Everything, everywhere, all at once!
Joana Revés1, Bárbara Morão1, Catarina Fidalgo1, Luísa Glória1, Rui Loureiro1
1 Serviço de Gastrenterologia, Hospital Beatriz Ângelo, Loures, Portugal
Description
A 69-year-old previously healthy woman presented to the emergency department with a one-week history of dark urine, nausea, pale stools, back pain, and early satiety with bloating and vomiting. Physical examination revealed jaundice without abdominal pain. Blood tests demonstrated significantly elevated bilirubin levels (total 7.6mg/dL, conjugated 5.8mg/dL) and abnormal liver enzymes. Imaging revealed a pancreatic head neoplasm, with duodenum invasion and involvement of the gastro-duodenal artery, with multiple liver metastases, staged as a cT2N1M1 (Figure 1). After multidisciplinary discussion, palliative chemotherapy was recommended due to the irresectable nature of the lesion preceded by biliary drainage.

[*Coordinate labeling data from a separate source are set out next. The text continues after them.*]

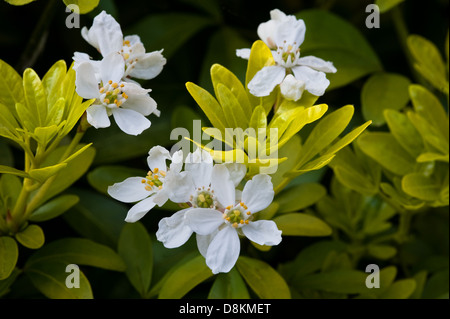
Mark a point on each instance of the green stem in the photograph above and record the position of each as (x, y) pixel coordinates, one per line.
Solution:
(38, 198)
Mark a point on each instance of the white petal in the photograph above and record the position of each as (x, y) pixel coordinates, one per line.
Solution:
(86, 82)
(200, 165)
(291, 32)
(157, 158)
(130, 190)
(291, 88)
(133, 88)
(317, 64)
(80, 57)
(223, 185)
(223, 252)
(112, 68)
(180, 185)
(134, 39)
(130, 122)
(97, 116)
(266, 79)
(105, 34)
(161, 197)
(149, 66)
(316, 82)
(277, 15)
(203, 242)
(258, 193)
(139, 210)
(237, 172)
(143, 104)
(263, 232)
(243, 53)
(204, 221)
(173, 231)
(177, 161)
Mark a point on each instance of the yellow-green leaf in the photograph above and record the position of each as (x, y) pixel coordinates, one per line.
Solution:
(299, 224)
(9, 253)
(31, 237)
(265, 281)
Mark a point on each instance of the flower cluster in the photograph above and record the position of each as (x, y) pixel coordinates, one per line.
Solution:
(284, 34)
(109, 81)
(218, 212)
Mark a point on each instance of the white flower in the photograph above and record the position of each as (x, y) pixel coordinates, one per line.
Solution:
(219, 230)
(128, 103)
(198, 189)
(107, 37)
(154, 189)
(286, 34)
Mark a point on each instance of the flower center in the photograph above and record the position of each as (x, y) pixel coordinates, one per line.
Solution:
(238, 215)
(203, 198)
(112, 95)
(288, 54)
(154, 180)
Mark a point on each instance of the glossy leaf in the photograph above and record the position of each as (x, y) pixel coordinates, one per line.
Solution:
(104, 176)
(50, 279)
(168, 31)
(229, 286)
(386, 5)
(383, 91)
(135, 248)
(54, 208)
(84, 6)
(428, 61)
(299, 224)
(384, 149)
(35, 97)
(78, 251)
(345, 281)
(9, 254)
(265, 281)
(97, 217)
(185, 278)
(299, 197)
(349, 51)
(31, 237)
(12, 87)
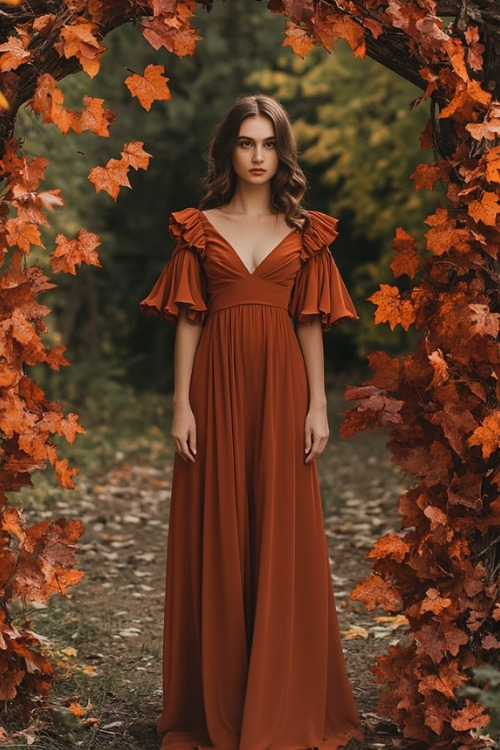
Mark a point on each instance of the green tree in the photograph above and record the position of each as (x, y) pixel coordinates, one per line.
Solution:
(359, 128)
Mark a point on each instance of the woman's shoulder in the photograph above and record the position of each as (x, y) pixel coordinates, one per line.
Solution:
(187, 225)
(320, 232)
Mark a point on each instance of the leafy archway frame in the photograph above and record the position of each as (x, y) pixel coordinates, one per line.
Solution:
(441, 401)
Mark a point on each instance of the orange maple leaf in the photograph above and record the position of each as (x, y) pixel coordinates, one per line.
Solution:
(392, 546)
(471, 716)
(493, 164)
(426, 175)
(330, 25)
(484, 321)
(475, 48)
(110, 177)
(434, 602)
(93, 117)
(393, 307)
(487, 435)
(486, 210)
(374, 592)
(386, 371)
(134, 155)
(440, 367)
(150, 86)
(48, 101)
(78, 40)
(71, 253)
(172, 33)
(406, 260)
(13, 53)
(23, 235)
(298, 39)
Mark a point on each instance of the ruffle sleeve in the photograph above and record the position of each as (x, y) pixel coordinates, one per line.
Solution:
(182, 279)
(319, 288)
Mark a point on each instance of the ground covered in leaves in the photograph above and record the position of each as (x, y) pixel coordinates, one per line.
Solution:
(106, 639)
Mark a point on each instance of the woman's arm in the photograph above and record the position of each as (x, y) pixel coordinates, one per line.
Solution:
(183, 429)
(316, 426)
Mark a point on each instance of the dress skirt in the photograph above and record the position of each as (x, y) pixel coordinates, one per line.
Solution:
(252, 651)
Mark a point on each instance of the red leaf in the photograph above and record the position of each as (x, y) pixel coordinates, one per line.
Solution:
(393, 307)
(111, 177)
(79, 40)
(71, 253)
(134, 155)
(298, 39)
(13, 53)
(487, 435)
(150, 86)
(406, 260)
(374, 592)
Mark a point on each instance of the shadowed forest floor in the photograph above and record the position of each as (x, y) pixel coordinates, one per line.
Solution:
(106, 639)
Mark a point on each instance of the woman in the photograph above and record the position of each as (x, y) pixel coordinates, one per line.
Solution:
(252, 654)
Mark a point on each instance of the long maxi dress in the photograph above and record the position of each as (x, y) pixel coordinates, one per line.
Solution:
(252, 651)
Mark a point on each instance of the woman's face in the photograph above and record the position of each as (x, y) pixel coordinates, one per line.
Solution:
(255, 158)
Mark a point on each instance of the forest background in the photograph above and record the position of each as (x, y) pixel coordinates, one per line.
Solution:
(359, 140)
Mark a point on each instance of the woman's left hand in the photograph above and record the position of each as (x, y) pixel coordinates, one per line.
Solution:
(317, 433)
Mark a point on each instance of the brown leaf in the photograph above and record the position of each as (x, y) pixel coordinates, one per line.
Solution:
(79, 40)
(134, 155)
(71, 253)
(393, 307)
(406, 260)
(111, 177)
(150, 86)
(374, 592)
(298, 39)
(13, 53)
(392, 546)
(487, 435)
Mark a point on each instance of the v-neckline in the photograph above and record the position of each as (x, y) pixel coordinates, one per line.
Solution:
(238, 256)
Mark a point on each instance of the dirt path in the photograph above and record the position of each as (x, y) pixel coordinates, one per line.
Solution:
(108, 636)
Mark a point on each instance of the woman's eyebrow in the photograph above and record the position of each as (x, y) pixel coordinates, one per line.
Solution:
(249, 138)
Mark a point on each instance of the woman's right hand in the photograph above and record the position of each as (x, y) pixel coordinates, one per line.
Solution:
(184, 433)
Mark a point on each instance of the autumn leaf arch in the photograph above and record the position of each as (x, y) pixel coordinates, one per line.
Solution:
(441, 400)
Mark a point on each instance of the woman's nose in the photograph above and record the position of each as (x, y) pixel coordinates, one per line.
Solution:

Figure 1. Common bile duct dilation upstream to the pancreatic head neoplasia
An initial attempt of an ERCP was hindered by a duodenal stricture due to neoplastic infiltration that limited the access to the papilla. A subsequent evaluation was proposed using endoscopic ultrasound (EUS)-guided biliary drainage (EUS-BD) and due to the worsening of the gastric outlet obstructive symptoms, a combined EUS-guided digestive palliation was proposed. A linear echoendoscope was used, with identification of the common bile duct (CBD) with significant dilation (15mm) where an EUS-choledocoduodenostomy (EUS-CD) was performed using a lumen-apposing metal stent (LAMS) of 6x8mm with an electrocautery delivery system (Figure 2).